Imagine a pond in a heavy rainstorm. Billions of raindrops strike the surface every second, rippling, splashing. Yet each raindrop is a single separate thing; each strike is a new ripple in the maelstrom.
We intuitively see the pond’s surface as a continuous flow; it is not. It is rather a cascade of discrete physical reactions. The pond never resets to a flat calm; each raindrop strikes a topography agitated by previous drops. The continuous flow of past shapes agitated yet again.
Frozen Time And The Vector
Now, flash-freeze the entire pond. Time stops. The chaotic, jagged peak of a single droplet’s impact is locked in place.
Overlay a grid slicing the pond vertically. At every point, measure the exact vertical height of the frozen water and write that number down. Finally, strip away the visual; no water, no moonlight, no concept of pond. Remove everything until nothing remains except that single, sequential list of numbers.
This list of numbers is the vector.
The shape of the pond; a rock beneath the surface; shelter afforded by a nearby tree: these things determine how the raindrops change the surface. As the surface, so the vector. The vector is not a separate mathematical abstraction describing the turmoil; the vector is the surface. The exact heights of the water are the deterministic result of inputs flowing across an established physical landscape.
There is no need for an observer to select what must be encoded in the vector. A physical procession; energy dissipates; states change; a computation. Physical. Literal. Computation. The pond is a physical computer.
Weathering
Ponds weather over time, physically altering their position within the environment. These changes are not random; they are a slow response to the rhythm of local storms.
If the pond cannot absorb a sudden deluge, the banks burst, new boundaries are carved, and a new calm found. The pond has changed shape. In altering its physical structure, the pond reflects the types of rainstorms most likely to occur in that valley. The height of the water during a storm predicts the average storm; the vector is a prediction. When the local storms strengthen, waves splash over banks; the prediction is in error. When a bank is broken, an error is no more. The enhancement of predictive power is the sole driver of the pond’s shape.

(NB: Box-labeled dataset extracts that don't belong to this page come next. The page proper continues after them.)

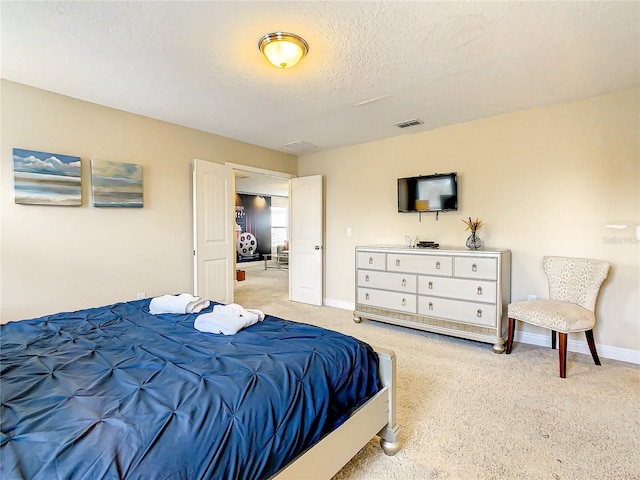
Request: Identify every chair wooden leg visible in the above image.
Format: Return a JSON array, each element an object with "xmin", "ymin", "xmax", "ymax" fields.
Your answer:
[
  {"xmin": 558, "ymin": 332, "xmax": 567, "ymax": 378},
  {"xmin": 507, "ymin": 318, "xmax": 516, "ymax": 355},
  {"xmin": 584, "ymin": 330, "xmax": 601, "ymax": 365}
]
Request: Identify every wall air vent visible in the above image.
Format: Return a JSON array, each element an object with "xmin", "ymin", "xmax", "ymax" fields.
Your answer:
[{"xmin": 395, "ymin": 118, "xmax": 424, "ymax": 128}]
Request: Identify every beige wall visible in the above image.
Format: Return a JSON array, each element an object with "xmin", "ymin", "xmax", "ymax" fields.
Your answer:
[
  {"xmin": 298, "ymin": 89, "xmax": 640, "ymax": 361},
  {"xmin": 0, "ymin": 81, "xmax": 296, "ymax": 322}
]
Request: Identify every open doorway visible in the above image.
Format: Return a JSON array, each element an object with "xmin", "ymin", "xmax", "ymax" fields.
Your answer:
[{"xmin": 233, "ymin": 165, "xmax": 292, "ymax": 305}]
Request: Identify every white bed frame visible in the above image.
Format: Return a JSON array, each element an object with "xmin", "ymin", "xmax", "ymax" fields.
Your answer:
[{"xmin": 272, "ymin": 347, "xmax": 400, "ymax": 480}]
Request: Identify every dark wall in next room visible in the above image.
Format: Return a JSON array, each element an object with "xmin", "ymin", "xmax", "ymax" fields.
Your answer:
[{"xmin": 236, "ymin": 193, "xmax": 271, "ymax": 262}]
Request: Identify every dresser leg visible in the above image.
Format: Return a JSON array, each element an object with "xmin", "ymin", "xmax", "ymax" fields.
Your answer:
[{"xmin": 493, "ymin": 338, "xmax": 505, "ymax": 353}]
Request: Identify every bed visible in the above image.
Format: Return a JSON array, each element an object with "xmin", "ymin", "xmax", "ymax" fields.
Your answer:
[{"xmin": 0, "ymin": 299, "xmax": 399, "ymax": 480}]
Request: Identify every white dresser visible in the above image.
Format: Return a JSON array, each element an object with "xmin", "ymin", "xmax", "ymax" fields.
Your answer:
[{"xmin": 353, "ymin": 247, "xmax": 511, "ymax": 353}]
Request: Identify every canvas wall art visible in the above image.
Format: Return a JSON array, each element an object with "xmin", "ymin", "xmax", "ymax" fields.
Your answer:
[
  {"xmin": 91, "ymin": 160, "xmax": 143, "ymax": 208},
  {"xmin": 13, "ymin": 148, "xmax": 82, "ymax": 206}
]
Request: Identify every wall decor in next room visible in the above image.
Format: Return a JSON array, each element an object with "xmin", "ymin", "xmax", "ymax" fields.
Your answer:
[
  {"xmin": 236, "ymin": 193, "xmax": 271, "ymax": 262},
  {"xmin": 91, "ymin": 160, "xmax": 143, "ymax": 208},
  {"xmin": 13, "ymin": 148, "xmax": 82, "ymax": 207}
]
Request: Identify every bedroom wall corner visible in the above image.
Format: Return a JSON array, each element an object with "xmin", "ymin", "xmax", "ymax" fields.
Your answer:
[{"xmin": 298, "ymin": 88, "xmax": 640, "ymax": 363}]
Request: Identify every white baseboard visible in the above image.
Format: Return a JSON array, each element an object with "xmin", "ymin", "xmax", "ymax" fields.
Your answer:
[{"xmin": 324, "ymin": 298, "xmax": 640, "ymax": 365}]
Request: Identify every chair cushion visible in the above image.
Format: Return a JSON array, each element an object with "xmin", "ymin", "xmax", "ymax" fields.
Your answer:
[{"xmin": 507, "ymin": 300, "xmax": 596, "ymax": 333}]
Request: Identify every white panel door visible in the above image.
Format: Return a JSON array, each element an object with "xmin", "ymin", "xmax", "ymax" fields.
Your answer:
[
  {"xmin": 193, "ymin": 159, "xmax": 235, "ymax": 303},
  {"xmin": 289, "ymin": 175, "xmax": 324, "ymax": 305}
]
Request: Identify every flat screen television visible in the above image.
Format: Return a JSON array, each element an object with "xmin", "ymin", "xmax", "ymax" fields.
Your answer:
[{"xmin": 398, "ymin": 172, "xmax": 458, "ymax": 212}]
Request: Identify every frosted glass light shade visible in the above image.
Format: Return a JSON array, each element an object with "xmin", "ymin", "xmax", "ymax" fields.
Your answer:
[{"xmin": 258, "ymin": 32, "xmax": 309, "ymax": 68}]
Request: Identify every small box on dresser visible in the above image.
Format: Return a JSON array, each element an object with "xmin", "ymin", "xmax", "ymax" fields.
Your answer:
[{"xmin": 353, "ymin": 246, "xmax": 511, "ymax": 353}]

The Fish And The Internal Mirror
Now imagine a fish within the pond. To survive, it must navigate what it senses: the turbulent water and its own boundaries.
How does the fish do this? It cultivates an internal pond. The environment (raindrops) falls into this internal space (senses), guided by the fish’s established structure (neuronal pathways). The resulting internal vector is an accurate hallucination of the outside world; within this hallucination, swims the fish itself.
No intentionality, no conscious observer, is required; hallucination emerges because it is the most effective means of anticipating the fish’s interaction with its environment. The internal mechanism matches the external mechanism; it is a mirror of the external turbulence it must navigate. The vector is not an abstract concept; it is the physical shape of the fish’s internal hallucination adapting to the physical shape of the water.
This internal hallucination is subjective experience. The pond predicts only the storm’s interaction with itself; the prediction is one-way. The correct description of the pond’s vector is physical description. The predictions of fish are two-way; they include the fish’s impact on it’s environment. The correct description of the fish’s vector is subjective description.
The Shared Hallucination
Consider a second fish, now incorporated into the hallucination of the first fish. This hallucination now includes expectations regarding the second fish’s perspective and actions. The self, the other, and the environment are not separate models; they are contained entirely within one unified hallucination; a structural necessity to predict interaction.
The Story And The Book
The story is not the book. The story is not the ink; it is not the paper; nor is it the typewriter, the reader, or the writer.
A story is a pattern. A vector, too, is a pattern.
Firing synapses, silicon matrices, and biological tissue are merely the paper, the ink, and the typewriters. The vector is the story. As a story contains the texture of experience; so too does a vector.
Asking if a story’s events “actually happened” physically on the paper is a category error. Ascribing truth or falsity to the experiential feeling encoded in a vector is the same category error.
Feeling is simply the subjective description of a vector. To demand some other observer to “experience” that feeling is to look for the reader inside the ink.